National Character vs UTF-8 for cross vendor database schema?
I am working on an existing product that we are in the process of i18n'ing the database schema, which is also supported across multiple database vendors (i.e MySQL, SQLServer 2005, etc). The problem that I am running into is whether I should have the entire database under MySQL as UTF8 or just individual columns that need to support Unicode.

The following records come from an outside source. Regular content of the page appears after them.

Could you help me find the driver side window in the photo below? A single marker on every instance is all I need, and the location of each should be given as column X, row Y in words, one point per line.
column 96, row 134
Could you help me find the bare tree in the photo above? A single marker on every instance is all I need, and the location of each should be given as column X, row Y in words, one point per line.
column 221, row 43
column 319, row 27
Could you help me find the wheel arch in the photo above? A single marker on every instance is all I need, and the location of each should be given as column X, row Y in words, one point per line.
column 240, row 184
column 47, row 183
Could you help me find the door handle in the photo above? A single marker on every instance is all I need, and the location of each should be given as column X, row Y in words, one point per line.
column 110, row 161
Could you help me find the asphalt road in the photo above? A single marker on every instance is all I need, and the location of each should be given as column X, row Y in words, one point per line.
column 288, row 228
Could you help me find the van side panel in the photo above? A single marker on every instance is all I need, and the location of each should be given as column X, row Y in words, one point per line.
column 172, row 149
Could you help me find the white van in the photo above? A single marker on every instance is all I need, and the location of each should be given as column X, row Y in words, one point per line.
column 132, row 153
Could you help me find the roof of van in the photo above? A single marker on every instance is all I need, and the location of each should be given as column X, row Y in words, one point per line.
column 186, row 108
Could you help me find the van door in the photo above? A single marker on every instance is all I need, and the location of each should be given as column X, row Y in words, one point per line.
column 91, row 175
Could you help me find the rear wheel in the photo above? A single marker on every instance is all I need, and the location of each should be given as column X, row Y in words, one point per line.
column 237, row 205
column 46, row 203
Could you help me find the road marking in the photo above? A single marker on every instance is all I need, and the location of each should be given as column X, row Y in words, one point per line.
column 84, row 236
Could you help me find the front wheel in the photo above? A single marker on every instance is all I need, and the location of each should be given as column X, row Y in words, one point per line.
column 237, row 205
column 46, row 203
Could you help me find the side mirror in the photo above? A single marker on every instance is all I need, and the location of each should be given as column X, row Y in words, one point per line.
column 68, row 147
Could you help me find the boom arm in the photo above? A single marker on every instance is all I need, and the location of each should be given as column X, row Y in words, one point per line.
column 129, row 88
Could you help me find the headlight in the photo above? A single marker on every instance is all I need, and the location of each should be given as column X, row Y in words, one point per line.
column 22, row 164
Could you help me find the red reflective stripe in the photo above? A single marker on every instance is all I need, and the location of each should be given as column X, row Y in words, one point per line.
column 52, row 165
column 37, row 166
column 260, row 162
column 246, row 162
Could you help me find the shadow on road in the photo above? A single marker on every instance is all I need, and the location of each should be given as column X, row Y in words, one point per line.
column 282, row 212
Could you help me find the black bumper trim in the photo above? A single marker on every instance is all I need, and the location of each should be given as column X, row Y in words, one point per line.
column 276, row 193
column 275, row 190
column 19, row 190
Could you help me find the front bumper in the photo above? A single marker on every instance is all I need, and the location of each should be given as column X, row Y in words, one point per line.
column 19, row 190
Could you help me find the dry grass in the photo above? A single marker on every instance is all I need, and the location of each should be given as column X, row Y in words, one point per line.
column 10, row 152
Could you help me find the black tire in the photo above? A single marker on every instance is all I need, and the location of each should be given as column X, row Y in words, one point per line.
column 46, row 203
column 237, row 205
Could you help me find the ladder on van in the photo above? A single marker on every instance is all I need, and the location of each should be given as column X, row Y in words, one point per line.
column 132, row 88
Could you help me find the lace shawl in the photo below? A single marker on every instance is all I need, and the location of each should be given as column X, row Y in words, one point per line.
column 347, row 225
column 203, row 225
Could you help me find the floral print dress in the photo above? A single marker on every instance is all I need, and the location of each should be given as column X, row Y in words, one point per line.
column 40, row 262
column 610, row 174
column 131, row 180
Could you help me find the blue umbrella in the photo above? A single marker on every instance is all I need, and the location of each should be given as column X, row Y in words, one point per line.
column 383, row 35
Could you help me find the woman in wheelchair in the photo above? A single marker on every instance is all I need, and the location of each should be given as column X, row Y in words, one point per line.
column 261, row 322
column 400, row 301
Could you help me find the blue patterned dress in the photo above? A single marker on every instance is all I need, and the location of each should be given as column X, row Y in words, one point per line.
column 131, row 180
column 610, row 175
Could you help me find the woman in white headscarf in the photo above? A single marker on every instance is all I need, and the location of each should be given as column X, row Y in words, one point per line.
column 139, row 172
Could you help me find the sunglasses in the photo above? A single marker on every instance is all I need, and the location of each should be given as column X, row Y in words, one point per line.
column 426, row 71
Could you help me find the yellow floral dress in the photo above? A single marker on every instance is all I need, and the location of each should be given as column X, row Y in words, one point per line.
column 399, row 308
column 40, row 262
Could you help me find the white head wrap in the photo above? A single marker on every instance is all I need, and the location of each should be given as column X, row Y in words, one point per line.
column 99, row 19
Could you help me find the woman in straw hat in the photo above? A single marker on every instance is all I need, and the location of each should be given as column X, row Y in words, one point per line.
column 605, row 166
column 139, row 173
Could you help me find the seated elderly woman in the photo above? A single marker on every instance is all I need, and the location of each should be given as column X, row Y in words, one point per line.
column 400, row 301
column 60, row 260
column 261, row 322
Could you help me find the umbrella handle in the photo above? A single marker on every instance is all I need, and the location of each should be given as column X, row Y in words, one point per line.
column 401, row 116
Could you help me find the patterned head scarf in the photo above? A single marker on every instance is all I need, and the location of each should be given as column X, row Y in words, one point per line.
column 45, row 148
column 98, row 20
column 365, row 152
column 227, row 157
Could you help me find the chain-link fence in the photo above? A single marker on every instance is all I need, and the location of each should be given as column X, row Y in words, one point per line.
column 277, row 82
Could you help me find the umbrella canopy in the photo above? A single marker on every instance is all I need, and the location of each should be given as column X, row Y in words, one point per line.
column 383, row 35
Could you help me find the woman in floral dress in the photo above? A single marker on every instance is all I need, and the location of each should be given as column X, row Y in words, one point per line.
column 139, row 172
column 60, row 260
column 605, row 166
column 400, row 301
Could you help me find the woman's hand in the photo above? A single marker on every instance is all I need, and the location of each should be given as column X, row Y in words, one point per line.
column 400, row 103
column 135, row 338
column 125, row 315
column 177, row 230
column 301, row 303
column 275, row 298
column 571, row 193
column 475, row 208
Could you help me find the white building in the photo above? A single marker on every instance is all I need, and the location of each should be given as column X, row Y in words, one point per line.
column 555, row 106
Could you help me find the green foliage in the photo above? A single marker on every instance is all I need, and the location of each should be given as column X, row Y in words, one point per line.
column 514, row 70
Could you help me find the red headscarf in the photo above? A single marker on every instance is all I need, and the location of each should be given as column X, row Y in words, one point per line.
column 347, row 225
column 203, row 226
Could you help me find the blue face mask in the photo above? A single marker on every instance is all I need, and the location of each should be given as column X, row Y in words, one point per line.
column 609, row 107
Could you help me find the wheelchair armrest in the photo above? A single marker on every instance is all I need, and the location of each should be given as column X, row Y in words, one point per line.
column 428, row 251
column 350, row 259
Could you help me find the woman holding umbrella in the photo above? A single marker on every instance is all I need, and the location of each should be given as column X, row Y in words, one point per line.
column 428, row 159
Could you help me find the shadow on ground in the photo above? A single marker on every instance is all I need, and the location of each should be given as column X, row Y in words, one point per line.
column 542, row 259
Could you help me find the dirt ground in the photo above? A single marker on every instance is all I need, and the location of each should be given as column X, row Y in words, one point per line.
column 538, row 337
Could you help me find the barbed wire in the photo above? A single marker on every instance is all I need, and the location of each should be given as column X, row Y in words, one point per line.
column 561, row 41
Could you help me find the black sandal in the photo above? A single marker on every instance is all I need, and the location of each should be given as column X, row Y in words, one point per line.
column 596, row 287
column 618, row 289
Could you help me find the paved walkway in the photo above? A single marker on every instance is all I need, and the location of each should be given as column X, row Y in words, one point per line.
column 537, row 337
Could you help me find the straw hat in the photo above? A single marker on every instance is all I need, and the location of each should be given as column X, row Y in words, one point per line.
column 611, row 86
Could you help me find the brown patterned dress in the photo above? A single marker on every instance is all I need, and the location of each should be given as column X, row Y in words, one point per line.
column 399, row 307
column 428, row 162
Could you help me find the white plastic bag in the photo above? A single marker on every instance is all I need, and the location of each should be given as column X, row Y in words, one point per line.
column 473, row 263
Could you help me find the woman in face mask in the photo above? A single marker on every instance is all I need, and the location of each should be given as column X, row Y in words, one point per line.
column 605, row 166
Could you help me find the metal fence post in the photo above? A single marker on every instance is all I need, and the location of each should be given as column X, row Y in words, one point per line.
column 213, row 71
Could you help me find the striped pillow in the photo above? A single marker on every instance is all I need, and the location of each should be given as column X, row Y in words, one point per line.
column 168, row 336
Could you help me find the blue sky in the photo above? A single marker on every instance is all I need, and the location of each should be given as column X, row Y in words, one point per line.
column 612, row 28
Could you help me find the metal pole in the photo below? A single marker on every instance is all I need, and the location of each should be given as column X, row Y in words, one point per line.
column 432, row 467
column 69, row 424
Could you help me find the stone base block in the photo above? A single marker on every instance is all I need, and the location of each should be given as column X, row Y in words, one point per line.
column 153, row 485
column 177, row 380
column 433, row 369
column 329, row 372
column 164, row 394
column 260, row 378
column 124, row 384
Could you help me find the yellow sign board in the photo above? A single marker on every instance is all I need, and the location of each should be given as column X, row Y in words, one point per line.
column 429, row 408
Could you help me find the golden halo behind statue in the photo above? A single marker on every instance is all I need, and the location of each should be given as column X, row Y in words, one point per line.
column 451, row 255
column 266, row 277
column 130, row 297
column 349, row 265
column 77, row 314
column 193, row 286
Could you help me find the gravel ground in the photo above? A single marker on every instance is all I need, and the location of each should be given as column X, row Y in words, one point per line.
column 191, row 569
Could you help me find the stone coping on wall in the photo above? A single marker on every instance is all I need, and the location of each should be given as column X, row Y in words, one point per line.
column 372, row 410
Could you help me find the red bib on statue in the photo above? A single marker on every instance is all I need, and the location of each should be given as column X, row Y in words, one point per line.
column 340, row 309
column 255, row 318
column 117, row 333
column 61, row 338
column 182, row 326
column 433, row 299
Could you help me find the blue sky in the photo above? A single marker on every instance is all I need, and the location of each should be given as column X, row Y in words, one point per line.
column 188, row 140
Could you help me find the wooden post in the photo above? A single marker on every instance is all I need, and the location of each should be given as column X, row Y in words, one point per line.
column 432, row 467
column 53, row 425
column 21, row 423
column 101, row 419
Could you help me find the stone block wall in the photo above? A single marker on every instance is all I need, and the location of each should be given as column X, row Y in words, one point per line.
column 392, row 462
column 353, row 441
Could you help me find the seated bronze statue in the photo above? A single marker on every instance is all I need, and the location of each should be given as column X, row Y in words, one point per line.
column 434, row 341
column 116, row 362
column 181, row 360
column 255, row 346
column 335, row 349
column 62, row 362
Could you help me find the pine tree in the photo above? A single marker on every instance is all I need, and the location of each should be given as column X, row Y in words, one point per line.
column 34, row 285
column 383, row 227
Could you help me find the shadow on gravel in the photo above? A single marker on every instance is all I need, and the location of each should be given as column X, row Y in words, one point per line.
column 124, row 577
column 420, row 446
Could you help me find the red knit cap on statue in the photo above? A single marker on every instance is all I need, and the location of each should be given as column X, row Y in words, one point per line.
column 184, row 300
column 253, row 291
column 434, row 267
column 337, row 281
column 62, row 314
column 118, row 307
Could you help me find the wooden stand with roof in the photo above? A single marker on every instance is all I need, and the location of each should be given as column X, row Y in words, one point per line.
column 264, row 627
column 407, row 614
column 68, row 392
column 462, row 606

Before I go any further, let me give some background:
We use ERStudio for the db design tool, and have one logical model that we then can generate the individual physical models for the various database platforms. There are approx 100+ tables in the logical model. What we've done is for any column that needs to support unicode data, we set the datatype to NVARCHAR in the logical. Then when the logical model is exported to the MySQL physical model, it generates a column type of NATIONAL VARCHAR for any NVARCHAR datatype. Then within the SQL Server physical model, any NVARCHAR column is still a NVARCHAR datatype.
By default, MySQL is selected to be installed with 'lantin1' as the character set. A lot of our customers have installed MySQL this way, while others have installed with utf8 as the character set. So we have a mix of types of installations for our database schema at our customers.
Anyhow, I need to support new installations of our database schema as well as convert any exsiting databases to the latest schema with utf8 support. I also want to reduce any problems if a customer decides to go from SQL Server to MySQL or vice-versa....that the data won't get corrupted.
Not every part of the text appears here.